Re: pg_amcheck contrib application - Mailing list pgsql-hackers

From Robert Haas
Subject Re: pg_amcheck contrib application
Date
Msg-id CA+Tgmob88VSOSUxn2M=ajT0TrVF8KrLQtGBpUAEP2=geNSHJQw@mail.gmail.com
Whole thread Raw
In response to Re: pg_amcheck contrib application  (Mark Dilger <mark.dilger@enterprisedb.com>)
Responses Re: pg_amcheck contrib application  (Mark Dilger <mark.dilger@enterprisedb.com>)
List pgsql-hackers
On Thu, Apr 8, 2021 at 3:02 PM Mark Dilger <mark.dilger@enterprisedb.com> wrote:
> Imagine a toasted attribute with 18 chunks numbered [0..17].  Then we update the toast to have only 6 chunks numbered
[0..5]except we corruptly keep chunks numbered [12..17] in the toast table.  We'd rather see a report like this: 
[ toast value NNN chunk NNN has sequence number NNN, but expected
sequence number NNN ]
> than one like this:
[ toast value NNN contains chunk NNN where chunk NNN was expected ]
>
> because saying the toast value ended at "chunk 12" after saying that it contains "chunk 17" is contradictory.  You
needthe distinction between the chunk number and the chunk sequence number, since in corrupt circumstances they may not
bethe same. 

Hmm, I see your point, and that's a good example to illustrate it.
But, with that example in front of me, I am rather doubtful that
either of these is what users actually want. Consider the case where I
should have chunks 0..17 and chunk 1 is just plain gone. This, by the
way, seems like a pretty likely case to arise in practice, since all
we need is for a block to get truncated away or zeroed erroneously, or
for a tuple to get pruned that shouldn't. With either of the above
schemes, I guess we're going to get a message about every chunk from 2
to 17, complaining that they're all misnumbered. We might also get a
complaint that the last chunk is the wrong size, and that the total
number of chunks isn't right. What we really want is a single
complaint saying chunk 1 is missing.

Likewise, in your example, I sort of feel like what I really want,
rather than either of the above outputs, is to get some messages like
this:

toast value NNN contains unexpected extra chunk [12-17]

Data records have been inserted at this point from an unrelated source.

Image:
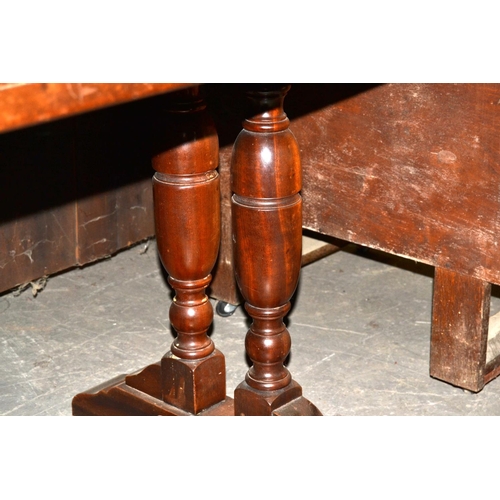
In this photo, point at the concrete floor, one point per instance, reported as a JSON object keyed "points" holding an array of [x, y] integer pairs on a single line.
{"points": [[360, 329]]}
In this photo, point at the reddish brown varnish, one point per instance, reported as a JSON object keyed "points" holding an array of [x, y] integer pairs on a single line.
{"points": [[267, 236], [190, 380]]}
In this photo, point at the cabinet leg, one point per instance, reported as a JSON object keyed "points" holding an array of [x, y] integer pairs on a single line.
{"points": [[460, 317]]}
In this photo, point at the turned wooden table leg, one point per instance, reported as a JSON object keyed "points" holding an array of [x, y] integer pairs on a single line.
{"points": [[267, 236], [191, 378], [187, 216]]}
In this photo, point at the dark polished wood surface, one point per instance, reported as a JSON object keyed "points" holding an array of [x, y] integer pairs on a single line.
{"points": [[410, 169]]}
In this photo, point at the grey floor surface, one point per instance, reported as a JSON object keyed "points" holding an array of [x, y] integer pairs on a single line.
{"points": [[360, 327]]}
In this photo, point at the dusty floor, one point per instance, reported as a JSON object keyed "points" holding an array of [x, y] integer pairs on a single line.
{"points": [[360, 329]]}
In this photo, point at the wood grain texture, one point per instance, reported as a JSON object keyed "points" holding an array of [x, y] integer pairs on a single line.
{"points": [[409, 169], [460, 315], [25, 104]]}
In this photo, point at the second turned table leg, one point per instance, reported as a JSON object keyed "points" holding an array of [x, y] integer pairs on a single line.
{"points": [[267, 236]]}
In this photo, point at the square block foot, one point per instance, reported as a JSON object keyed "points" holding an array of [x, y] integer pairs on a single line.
{"points": [[138, 394]]}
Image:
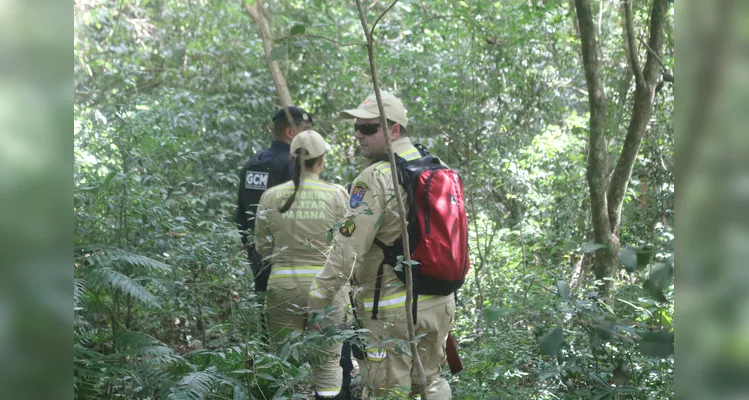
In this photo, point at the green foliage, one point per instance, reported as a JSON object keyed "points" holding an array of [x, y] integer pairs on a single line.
{"points": [[172, 97]]}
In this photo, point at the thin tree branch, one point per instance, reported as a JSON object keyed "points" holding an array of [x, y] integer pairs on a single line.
{"points": [[371, 33], [642, 109], [256, 13], [634, 59], [667, 76], [401, 206], [337, 42], [328, 39]]}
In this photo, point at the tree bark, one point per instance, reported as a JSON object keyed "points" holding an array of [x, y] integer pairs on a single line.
{"points": [[597, 175], [645, 83], [401, 205], [257, 12], [607, 196]]}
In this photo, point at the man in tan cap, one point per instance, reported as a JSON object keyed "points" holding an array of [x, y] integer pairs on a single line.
{"points": [[292, 226], [372, 214]]}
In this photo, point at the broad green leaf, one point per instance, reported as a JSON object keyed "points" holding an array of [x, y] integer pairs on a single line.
{"points": [[598, 379], [266, 376], [298, 30], [563, 289], [552, 341], [660, 279], [658, 344], [590, 247], [279, 53], [492, 314], [628, 257]]}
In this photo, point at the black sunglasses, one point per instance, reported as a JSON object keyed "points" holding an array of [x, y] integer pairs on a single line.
{"points": [[367, 129]]}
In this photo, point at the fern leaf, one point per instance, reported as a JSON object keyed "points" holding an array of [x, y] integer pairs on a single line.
{"points": [[108, 276], [102, 256], [194, 386], [80, 290]]}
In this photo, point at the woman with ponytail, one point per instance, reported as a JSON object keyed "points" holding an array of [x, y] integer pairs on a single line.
{"points": [[291, 233]]}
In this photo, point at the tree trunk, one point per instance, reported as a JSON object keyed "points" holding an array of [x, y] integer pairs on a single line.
{"points": [[257, 12], [597, 175], [399, 199], [607, 196]]}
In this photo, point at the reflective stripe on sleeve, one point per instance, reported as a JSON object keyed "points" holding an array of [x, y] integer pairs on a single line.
{"points": [[295, 272], [331, 392], [409, 155], [315, 291], [315, 184], [374, 354]]}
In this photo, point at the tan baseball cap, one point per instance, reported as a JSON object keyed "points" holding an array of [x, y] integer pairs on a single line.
{"points": [[311, 141], [394, 110]]}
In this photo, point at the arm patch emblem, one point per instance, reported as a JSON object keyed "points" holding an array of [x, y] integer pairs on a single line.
{"points": [[357, 194], [256, 180], [347, 227]]}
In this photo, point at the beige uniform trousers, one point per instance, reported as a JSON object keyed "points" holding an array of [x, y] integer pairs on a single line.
{"points": [[285, 303], [385, 367]]}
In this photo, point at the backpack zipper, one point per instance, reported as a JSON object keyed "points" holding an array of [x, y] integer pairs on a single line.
{"points": [[426, 202]]}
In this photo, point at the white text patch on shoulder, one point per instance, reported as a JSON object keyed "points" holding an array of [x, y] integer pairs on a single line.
{"points": [[256, 180]]}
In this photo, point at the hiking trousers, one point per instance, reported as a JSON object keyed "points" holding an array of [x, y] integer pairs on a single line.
{"points": [[387, 369], [288, 290]]}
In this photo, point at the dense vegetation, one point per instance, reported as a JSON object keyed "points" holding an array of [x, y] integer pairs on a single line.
{"points": [[173, 96]]}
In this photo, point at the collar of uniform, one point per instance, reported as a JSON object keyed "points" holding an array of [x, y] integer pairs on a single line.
{"points": [[278, 145], [402, 144], [310, 175], [399, 146]]}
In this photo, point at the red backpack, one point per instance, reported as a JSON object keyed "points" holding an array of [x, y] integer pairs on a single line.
{"points": [[437, 229]]}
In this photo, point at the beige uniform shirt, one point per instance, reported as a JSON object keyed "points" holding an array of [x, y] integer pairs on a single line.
{"points": [[300, 237], [372, 213]]}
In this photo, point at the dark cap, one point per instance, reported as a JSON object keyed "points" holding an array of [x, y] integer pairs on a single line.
{"points": [[297, 114]]}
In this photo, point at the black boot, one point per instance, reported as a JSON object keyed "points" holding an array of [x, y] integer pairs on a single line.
{"points": [[343, 395]]}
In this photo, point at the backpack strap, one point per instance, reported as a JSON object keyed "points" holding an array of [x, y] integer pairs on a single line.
{"points": [[389, 257]]}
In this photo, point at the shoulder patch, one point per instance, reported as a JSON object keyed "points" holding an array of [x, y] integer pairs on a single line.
{"points": [[357, 194], [256, 180], [347, 227]]}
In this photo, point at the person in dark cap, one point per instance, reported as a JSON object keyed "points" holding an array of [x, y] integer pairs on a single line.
{"points": [[266, 169]]}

Both your phrasing for those messages and what I suggested make it
sound like the problem is that the chunk number is wrong. But that
doesn't seem like it's taking the right view of the situation. Chunks
12-17 shouldn't exist at all, and if they do, we should say that, e.g.
by complaining about something like "toast value 16444 chunk 12
follows last expected chunk 5"

In other words, I don't buy the idea that the user will accept the
idea that there's a chunk number and a chunk sequence number, and that
they should know the difference between those things and what each of
them are. They're entitled to imagine that there's just one thing, and
that we're going to tell them about value that are extra or missing.
The fact that we're not doing that seems like it's just a matter of
missing code. If we start the index scan and get chunk 4, we can
easily emit messages for chunks 0..3 right on the spot, declaring them
missing. Things do get a bit hairy if the index scan returns values
out of order: what if it gives us chunk_seq = 2 and then chunk_seq =
1? But I think we could handle that by just issuing a complaint in any
such case that "toast index returns chunks out of order for toast
value NNN" and stopping further checking of that toast value.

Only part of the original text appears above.